73. The system according to claim 72, further including:
- a first photodiode capable of monitoring the optical power from the optical signal source; and
- a second photodiode on a reflected side of the optical discriminator to detect the reflected signal, where the wavelength locking circuit is communicatably coupled to the first and second diodes to monitor the optical signal source and the reflected signal.
74. The system according to claim 72, further including
- a first photodiode capable of monitoring the optical power from the optical signal source; and
- a second photodiode on a transmissive side of the optical discriminator to detect the transmissive signal, where the wavelength locking circuit is communicatably coupled to the first and second diodes to monitor the optical signal source and the reflected signal.
75. The system according to claim 72, further including a thermo-electric cooler (TEC) coupled to the optical discriminator, where the wavelength locking circuit is communicateably coupled to the TEC to adjust the temperature of the optical power to keep the ratio substantially constant.
76. A fiber optic communication system, comprising:
- an optical signal source adapted to produce a partially frequency modulated signal; and
- an optical discriminator adapted to convert the partially frequency modulated signal into a substantially amplitude modulated signal, where the optical discriminator is adapted to reflect a portion of the partially frequency modulated signal to produce a reflected signal that is used to wavelength lock the partially frequency modulated signal, and where the optical discriminator is adapted to compensate for at least a portion of a dispersion in a transmission fiber.
77. The system according to claim 76, further including a wavelength locking circuit adapted to wavelength lock the partially frequency modulated signal by comparing the partially frequency modulated signal to the reflected signal and then adjusting the optical signal source to keep the ratio of the partially frequency modulated signal to the reflected signal substantially constant.
78. The system according to claim 76, where the optical signal source is coupled to a thermo-electric cooler that adjust the temperature of the optical signal source to keep the ratio of the partially frequency modulated signal to the reflected signal substantially constant.
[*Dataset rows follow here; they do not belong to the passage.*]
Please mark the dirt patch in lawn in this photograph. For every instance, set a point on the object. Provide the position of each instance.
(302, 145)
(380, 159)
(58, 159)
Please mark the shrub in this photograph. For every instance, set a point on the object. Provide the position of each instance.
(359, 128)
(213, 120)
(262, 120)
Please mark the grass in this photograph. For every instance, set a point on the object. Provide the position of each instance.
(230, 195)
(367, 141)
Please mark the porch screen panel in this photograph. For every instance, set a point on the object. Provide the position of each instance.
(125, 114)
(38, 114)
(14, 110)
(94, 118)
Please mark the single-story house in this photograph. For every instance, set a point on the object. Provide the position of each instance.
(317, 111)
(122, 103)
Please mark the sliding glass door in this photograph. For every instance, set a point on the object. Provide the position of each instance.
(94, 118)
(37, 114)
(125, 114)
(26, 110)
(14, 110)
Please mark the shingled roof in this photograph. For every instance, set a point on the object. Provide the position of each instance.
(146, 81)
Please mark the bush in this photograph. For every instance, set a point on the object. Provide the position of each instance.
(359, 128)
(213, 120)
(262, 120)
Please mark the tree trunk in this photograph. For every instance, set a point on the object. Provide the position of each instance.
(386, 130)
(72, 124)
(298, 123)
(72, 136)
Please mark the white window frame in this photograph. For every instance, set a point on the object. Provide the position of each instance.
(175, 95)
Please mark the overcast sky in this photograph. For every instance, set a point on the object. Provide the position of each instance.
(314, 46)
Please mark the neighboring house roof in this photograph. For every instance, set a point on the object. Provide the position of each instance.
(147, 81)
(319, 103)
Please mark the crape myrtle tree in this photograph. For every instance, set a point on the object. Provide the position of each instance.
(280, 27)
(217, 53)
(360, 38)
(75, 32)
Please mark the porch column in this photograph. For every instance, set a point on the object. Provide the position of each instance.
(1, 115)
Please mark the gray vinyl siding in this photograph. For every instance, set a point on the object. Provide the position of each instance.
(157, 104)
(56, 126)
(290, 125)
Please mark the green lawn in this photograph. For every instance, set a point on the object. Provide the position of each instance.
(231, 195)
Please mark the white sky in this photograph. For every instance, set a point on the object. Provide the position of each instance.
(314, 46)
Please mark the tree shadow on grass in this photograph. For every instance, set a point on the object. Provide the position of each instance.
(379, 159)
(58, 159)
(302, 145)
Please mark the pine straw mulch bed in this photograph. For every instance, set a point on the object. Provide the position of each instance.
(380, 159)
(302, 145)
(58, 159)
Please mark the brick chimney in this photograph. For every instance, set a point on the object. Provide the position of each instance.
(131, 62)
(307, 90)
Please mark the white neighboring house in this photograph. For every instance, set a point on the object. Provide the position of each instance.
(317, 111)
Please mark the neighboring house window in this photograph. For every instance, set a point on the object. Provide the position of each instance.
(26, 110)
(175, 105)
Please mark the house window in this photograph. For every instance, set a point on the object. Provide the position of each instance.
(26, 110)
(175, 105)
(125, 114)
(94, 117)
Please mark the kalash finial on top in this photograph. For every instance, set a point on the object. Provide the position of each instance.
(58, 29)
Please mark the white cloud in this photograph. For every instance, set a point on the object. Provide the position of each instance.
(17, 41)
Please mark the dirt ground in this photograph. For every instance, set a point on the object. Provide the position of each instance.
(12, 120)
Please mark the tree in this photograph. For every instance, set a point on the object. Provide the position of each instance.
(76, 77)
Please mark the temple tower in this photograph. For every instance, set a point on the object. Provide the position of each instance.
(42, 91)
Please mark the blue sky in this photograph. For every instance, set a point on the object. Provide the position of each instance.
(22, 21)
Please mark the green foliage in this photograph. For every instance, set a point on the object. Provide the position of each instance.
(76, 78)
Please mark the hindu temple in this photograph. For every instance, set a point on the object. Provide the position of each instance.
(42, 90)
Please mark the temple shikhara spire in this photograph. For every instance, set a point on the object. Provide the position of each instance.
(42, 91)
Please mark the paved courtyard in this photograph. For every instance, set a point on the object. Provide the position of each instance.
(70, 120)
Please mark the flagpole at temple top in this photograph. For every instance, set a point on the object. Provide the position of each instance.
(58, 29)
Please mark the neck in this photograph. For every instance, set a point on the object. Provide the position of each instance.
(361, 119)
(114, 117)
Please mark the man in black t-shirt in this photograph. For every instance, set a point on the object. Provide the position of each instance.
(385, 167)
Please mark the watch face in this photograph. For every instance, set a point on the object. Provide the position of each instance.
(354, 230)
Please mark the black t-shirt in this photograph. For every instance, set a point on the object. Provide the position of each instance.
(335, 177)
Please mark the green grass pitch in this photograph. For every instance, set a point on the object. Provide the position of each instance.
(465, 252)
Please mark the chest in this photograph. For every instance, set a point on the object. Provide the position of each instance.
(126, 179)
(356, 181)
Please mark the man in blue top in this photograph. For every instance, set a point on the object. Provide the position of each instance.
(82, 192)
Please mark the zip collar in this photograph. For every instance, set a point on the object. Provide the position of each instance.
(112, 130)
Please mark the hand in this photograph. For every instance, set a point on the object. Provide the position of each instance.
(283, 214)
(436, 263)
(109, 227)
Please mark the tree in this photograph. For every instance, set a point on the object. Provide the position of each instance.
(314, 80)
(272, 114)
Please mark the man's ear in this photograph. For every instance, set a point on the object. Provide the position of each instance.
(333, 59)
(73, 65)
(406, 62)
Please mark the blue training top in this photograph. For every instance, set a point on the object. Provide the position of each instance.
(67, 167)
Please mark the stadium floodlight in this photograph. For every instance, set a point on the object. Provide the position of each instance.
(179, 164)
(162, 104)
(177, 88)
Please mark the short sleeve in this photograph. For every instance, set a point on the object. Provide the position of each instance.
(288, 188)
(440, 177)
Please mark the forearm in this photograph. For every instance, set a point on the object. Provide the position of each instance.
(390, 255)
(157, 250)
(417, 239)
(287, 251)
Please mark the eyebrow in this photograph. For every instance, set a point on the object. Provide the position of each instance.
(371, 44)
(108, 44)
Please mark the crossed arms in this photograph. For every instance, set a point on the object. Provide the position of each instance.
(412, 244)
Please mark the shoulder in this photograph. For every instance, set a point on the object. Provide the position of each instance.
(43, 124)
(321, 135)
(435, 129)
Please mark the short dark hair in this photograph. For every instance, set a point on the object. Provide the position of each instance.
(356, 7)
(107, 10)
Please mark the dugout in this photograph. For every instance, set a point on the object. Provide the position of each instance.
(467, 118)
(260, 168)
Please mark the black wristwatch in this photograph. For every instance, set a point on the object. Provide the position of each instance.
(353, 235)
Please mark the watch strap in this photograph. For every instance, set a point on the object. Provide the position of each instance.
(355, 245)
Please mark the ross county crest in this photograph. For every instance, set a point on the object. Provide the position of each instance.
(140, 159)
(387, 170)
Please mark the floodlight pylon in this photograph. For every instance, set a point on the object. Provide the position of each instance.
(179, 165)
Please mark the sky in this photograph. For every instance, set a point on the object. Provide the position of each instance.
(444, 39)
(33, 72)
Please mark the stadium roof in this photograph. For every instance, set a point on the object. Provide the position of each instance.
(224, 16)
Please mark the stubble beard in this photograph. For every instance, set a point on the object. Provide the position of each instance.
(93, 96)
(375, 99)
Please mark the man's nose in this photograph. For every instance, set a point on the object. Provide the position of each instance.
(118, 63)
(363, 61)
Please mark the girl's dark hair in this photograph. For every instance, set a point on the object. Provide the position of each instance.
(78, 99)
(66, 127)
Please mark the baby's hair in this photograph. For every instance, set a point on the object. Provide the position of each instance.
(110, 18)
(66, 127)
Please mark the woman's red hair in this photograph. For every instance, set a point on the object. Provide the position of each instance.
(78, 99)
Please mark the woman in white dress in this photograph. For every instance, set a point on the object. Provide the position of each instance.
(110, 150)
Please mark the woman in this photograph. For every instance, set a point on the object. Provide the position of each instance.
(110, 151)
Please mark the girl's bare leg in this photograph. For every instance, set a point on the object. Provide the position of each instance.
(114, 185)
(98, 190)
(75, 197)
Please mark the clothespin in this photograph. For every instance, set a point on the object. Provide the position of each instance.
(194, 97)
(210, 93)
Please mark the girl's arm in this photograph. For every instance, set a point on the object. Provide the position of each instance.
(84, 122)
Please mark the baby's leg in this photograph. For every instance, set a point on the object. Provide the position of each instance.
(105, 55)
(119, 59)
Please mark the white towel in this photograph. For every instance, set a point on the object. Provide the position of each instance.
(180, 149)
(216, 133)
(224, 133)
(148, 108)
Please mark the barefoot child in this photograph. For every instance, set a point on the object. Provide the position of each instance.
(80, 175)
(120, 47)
79. A fiber optic communication system, comprising:
- an optical signal source adapted to produce a partially frequency modulated signal; and
- an optical discriminator adapted to convert the partially frequency modulated signal into a substantially amplitude modulated signal, where the optical discriminator is adapted to transmit a portion of the partially frequency modulated signal to produce a transmissive signal that is used to wave length lock the partially frequency modulated signal, and where the optical discriminator is adapted to compensate for at least a portion of a dispersion in a transmission fiber.
80. The system according to claim 79, further including a wavelength locking circuit adapted to wavelength lock the partially frequency modulated signal by comparing the partially frequency modulated signal to the transmissive signal and then adjusting the optical signal source to keep the ratio of the partially frequency modulated signal to the transmissive signal substantially constant.
81. The system according to claim 79, where the optical signal source is coupled to a thermo-electric cooler that adjust the temperature of the optical signal source to keep the ratio of the partially frequency modulated signal to the transmissive signal substantially constant.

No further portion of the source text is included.